The breakthrough came in January 2023, when the sheriff's office and the Yavapai County Medical Examiner referred the case to Ramapo College's Genetic Genealogy Center. The sheriff's office said in a statement that the university has cooperated with local authorities expressing its willingness to address the matter.

“Because (genetic genealogy) uses a different type of DNA testing than what law enforcement typically performs, the material from the previous DNA test had to be sent to a second laboratory,” said Kyrenn Binder, assistant principal of Ramapo College.

The material was sent to a crime lab in Salt Lake City, Utah, where it underwent advanced DNA genotyping, Binder said. From there, a profile was developed and submitted to two genealogy databases.

“It was truly extraordinary”

Last July, Ramapo College students concluded that the jaw fragment may be the remains of a U.S. Marine Corps captain who died during a military exercise in July 1951.

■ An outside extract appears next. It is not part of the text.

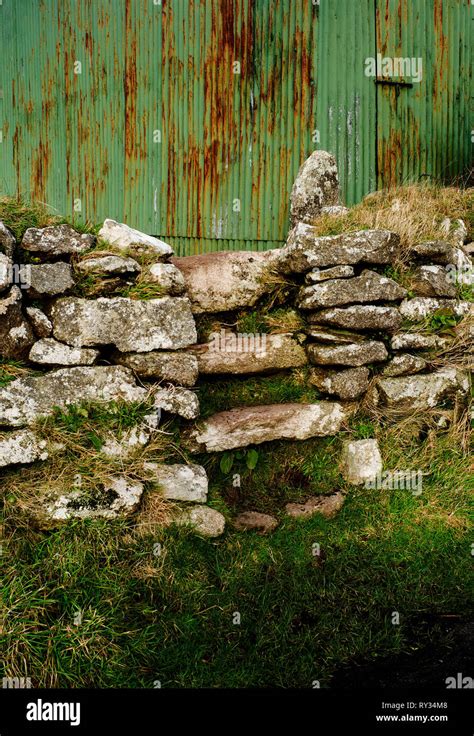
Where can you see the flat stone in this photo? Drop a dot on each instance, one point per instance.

– It was really unusual, because usually when we solve a case, we are looking for a missing person who we cannot find in any files – said Binder. He admitted that when students mentioned the captain's name, when the circumstances of his death were already known and his military funeral was documented in public records, it was “confusing” for both university staff and students themselves.

The university reported its findings to the Yavapai County Sheriff's Office, which contacted Yager's daughter to confirm the DNA relationship. At the end of March, a DNA sample test gave a positive result.

It is not yet clear how the jaw fragment ended up in Arizona. According to Ramapo College, it is possible that it was carried by a bird from California.